Hundreds Of Race Cars Came To Hungary’s F1 Circuit To Celebrate And Reenact History
Photography by Máté Boér
Two years after the first running, Peter Auto’s colorful field of historic race cars arrived at the Hungaroring once again to provide another weekend of fantasy fulfillment for those of us who’d rather see a Porsche 917 lap the track than a Mercedes-Benz FW10. Only a 30-minute drive away from the capital city of Budapest, the track gathered 45,000 spectators over the course of the three-day spectacle of motorsport, despite the pessimistic weather forecasts. The number of participants has also grown in the event’s short history, with 170 cars populating seven different race groups in 2019.
Local favorites were complemented by international additions, like some of my favorites, the 1957 Maserati 300S and a pair of Bizzarrinis: a 5300 GT and GT America. It’s rare to see anything from Bizzarrini at a proper track event, and I made sure to memorize the schedule of their race group. The difference between the two models is that the GT America wears a fiberglass body instead of an alloy one, and underneath uses a double wishbone suspension setup in the rear.
As can be expected at major classic events these days, an astonishing lineup of Porsche racing machines were also unloaded from a host of transporters, with the endless numbers of 911s accompanied by 718s, a 904, a 908, 910s, a 924 GTR, 962s, and the big 917 itself, dressed in its iconic Gulf livery. I never thought I’d have the chance to see a 917 coming through the Hungaroring chicane, but there I was, watching it at racing pace, for the legendary Porsche wasn’t there for a rolling exhibition: it finished at the top of the podium, beating Chevrons and Lolas of the period like nothing had changed since 1970.
I made up an oddball of the weekend award just to give it to the lovely 1958 Deutsch & Bonnet HBR. This little French car had a wonderful patina to it with a hand-painted license plate and all, and although its two-cylinder Panhard boxer motor wasn’t competitive against the Alfa Romeo, Ferrari, and Porsche it was grouped with, it finished both races and earned some well-deserved bits of extra applause from the audience.
Both weekend afternoons were highlighted by true racing action, not parade laps.

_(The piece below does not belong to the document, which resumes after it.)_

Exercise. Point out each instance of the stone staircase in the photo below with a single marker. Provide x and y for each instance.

Saturday was capped with a two-hour race from the Sixties’ Endurance category, in which a handful of Shelby Cobras dominated the field. Especially the team from DK Engineering, with their ex-Colombian Cobra showing outstanding performance for a car of its age (and value), easily winning the event with the largest starting grid of the weekend.
The spectators had to wait until Sunday afternoon for the 911 2.0L Cup competition, which offered the Hungaroring Classic’s best lap after lap action and car vs car duels. Even those who might otherwise say that the umpteenth 911 can’t be that interesting ended up watching this race open-mouthed. If you aren’t familiar with the series, it’s a grid reserved for the original, 2.0L short wheelbase chassis 911. Behind their steering wheels one will find many professional drivers, who also actively race in series like the Porsche Supercup or the European Le Mans. Their 90-minute race was a perfect highlight and finale for me, as it’s always good fun to watch collectible, sought-after classics go at it like a modern cup car group.

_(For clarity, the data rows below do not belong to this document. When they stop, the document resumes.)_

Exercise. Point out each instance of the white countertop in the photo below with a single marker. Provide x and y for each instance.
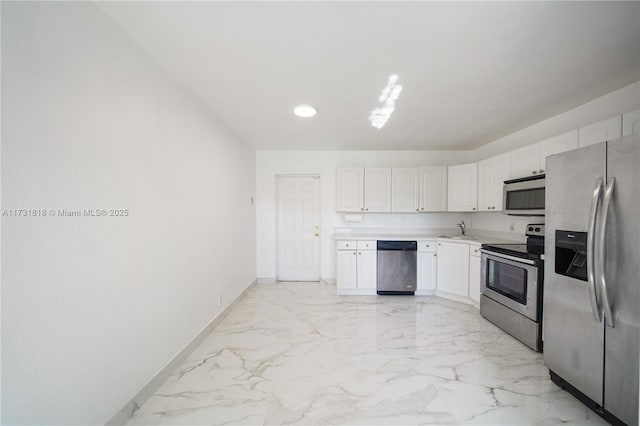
(475, 236)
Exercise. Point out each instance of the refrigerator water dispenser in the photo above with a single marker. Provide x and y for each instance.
(571, 254)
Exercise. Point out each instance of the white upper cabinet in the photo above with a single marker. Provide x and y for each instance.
(631, 123)
(377, 189)
(463, 188)
(433, 189)
(406, 189)
(350, 189)
(492, 173)
(557, 144)
(525, 161)
(605, 130)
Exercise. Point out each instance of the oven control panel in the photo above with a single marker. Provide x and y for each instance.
(535, 229)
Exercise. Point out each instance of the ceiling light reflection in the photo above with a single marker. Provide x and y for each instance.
(388, 97)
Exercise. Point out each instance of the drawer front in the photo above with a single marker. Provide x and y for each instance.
(367, 245)
(429, 246)
(345, 245)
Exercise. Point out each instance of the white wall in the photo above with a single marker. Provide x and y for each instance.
(272, 163)
(614, 103)
(92, 308)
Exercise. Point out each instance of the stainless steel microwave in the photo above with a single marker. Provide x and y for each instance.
(524, 196)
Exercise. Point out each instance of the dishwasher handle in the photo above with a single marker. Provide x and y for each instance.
(397, 246)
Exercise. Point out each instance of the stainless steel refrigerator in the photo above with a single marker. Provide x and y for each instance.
(591, 310)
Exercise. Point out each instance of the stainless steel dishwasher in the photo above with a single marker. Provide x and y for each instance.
(397, 267)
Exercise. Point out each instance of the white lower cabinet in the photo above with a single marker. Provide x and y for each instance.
(474, 273)
(453, 268)
(367, 269)
(356, 267)
(346, 274)
(427, 268)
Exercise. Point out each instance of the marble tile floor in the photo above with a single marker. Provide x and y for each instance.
(295, 353)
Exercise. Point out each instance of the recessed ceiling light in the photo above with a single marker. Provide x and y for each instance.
(387, 99)
(304, 111)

Similar to the track’s story with Formula One in 1986, the Hungaroring became home to the first major classic car event of this scale in Central Eastern Europe, and the organizers announced that a six-year contract has been signed, ensuring that the event will be held every other year. There were already plenty of visitors from neighboring countries, and I’m sure that with the new schedule firmly in place, we’ll only be hosting more fans in the future. The organizers did a good job improving on the already successful recipe from the last version, and they filled the empty spaces of the track’s service areas with hundreds of classic cars, food trucks, historic airplanes, picnic areas, all the usuals you’d expect at a world-class classic celebration. I haven’t taken the time to think much about my 2021 calendar yet, but this is certainly on it.